DAVE PHILIPPS: This is going to be really hard for a prosecutor to prove, as damning as the facts seem. This wasn’t investigated until a year later because of the delays. Much of the physical evidence that might have been able to be taken was gone. There is no body for any of these murders. A lot of it comes down to testimony. And so, I think that it’s a very open question, what happens.

AMY GOODMAN: And the killing of this teenager, you were just about to say?

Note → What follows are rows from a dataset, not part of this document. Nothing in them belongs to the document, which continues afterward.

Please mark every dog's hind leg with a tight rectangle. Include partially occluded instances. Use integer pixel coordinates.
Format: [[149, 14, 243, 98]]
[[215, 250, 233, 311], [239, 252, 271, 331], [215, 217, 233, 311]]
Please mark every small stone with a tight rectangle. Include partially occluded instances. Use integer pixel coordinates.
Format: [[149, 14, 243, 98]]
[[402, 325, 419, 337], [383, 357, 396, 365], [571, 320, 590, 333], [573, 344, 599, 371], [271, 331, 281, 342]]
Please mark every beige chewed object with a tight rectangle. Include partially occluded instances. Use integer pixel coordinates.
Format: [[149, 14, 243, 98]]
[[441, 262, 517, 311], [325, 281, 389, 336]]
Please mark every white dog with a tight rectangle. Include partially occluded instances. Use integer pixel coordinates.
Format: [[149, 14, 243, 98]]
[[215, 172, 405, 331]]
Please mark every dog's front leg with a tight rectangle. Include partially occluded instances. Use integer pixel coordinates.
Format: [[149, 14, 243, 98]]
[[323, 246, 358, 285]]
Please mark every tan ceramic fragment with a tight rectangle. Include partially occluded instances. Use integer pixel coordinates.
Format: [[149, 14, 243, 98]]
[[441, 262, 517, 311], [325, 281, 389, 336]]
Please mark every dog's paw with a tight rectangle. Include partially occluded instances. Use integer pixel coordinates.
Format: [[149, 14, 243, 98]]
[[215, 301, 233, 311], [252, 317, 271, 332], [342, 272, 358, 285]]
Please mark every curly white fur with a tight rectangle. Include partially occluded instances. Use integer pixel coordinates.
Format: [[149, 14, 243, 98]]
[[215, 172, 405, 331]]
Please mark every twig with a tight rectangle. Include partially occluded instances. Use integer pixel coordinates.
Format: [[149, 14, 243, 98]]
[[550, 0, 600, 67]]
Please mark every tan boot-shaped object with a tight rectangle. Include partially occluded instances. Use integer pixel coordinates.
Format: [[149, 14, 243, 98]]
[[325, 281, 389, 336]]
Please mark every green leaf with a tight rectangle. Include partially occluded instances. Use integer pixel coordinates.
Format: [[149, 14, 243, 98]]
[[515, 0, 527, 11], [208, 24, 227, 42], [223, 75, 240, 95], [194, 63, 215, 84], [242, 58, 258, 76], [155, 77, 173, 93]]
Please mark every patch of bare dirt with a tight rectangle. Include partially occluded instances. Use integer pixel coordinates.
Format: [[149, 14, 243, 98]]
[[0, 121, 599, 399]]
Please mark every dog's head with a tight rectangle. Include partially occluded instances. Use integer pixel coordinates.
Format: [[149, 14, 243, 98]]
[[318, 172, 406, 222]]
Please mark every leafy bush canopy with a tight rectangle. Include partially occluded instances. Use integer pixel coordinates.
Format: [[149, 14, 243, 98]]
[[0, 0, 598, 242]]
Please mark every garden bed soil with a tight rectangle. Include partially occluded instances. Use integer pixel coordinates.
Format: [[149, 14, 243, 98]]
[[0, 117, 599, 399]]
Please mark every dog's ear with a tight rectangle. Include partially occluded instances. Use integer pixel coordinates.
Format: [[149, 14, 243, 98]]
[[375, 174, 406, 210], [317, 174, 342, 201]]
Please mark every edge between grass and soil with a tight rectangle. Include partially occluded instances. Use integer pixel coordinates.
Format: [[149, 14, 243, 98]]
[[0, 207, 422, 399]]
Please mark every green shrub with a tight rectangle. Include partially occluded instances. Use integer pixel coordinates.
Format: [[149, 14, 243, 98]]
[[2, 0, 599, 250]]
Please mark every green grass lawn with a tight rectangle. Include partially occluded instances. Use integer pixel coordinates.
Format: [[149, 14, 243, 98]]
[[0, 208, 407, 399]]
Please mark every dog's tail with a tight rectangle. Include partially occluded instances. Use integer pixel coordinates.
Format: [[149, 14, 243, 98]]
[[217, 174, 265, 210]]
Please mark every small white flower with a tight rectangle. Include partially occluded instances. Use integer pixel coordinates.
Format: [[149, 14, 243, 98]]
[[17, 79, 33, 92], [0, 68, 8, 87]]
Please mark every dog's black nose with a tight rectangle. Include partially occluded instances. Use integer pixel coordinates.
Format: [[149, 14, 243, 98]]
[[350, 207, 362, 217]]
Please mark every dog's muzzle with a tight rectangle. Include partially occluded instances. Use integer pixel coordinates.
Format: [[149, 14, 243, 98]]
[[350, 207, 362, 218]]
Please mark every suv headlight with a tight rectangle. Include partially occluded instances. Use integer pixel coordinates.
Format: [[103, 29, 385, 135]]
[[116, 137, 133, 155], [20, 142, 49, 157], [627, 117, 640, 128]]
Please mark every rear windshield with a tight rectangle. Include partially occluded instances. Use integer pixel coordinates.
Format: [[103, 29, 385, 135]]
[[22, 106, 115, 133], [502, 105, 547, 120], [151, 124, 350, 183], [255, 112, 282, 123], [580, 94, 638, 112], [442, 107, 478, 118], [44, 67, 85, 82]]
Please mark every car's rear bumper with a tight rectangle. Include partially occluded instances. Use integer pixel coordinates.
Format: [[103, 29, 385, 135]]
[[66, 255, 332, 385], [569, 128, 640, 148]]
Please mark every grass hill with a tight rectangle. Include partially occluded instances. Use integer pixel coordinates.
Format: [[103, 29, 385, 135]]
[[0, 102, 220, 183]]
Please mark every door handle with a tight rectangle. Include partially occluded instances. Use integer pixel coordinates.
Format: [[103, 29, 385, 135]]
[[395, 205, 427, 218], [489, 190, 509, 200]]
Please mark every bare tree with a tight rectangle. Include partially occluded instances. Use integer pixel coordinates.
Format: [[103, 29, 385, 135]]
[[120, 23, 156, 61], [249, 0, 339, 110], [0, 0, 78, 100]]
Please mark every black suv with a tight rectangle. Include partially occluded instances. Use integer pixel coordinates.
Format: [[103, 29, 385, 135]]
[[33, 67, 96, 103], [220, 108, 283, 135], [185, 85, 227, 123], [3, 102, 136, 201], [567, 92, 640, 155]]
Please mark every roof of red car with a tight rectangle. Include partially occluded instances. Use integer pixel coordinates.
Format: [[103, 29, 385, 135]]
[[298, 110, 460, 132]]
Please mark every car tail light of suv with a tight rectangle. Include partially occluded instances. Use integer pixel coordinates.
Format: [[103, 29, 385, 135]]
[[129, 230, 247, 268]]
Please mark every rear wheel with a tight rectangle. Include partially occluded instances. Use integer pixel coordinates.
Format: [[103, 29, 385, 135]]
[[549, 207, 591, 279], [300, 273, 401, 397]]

DAVE PHILIPPS: This is a captive. They called him an enemy, but clearly a captive fighter, someone who’s protected by the Geneva Conventions and our own laws of war. He should have been cared for, and he was, by the other SEALs. But what the SEALs say is, then Edward Gallagher came over and, without really saying anything, took out a custom knife and stabbed him in the neck and in the torso and killed him.

AMY GOODMAN: I want to thank you so much for being with us, Dave Philipps. We’ll certainly link to your exposé in The New York Times, Pulitzer Prize-winning journalist, correspondent for the Times. The piece headlined “Navy SEALs Were Warned Against Reporting Their Chief for War Crimes.”

And that does it for our broadcast. I’ll be speaking at the University of California, Berkeley, and we’ll be showing our film Four Days in Occupied Western Sahara: Africa’s Last Colony. That’s Saturday at 6 p.m. at the Genetics and Plant Biology Building in Berkeley. Check our website. I’m Amy Goodman, with Nermeen Shaikh. Thanks so much for joining us.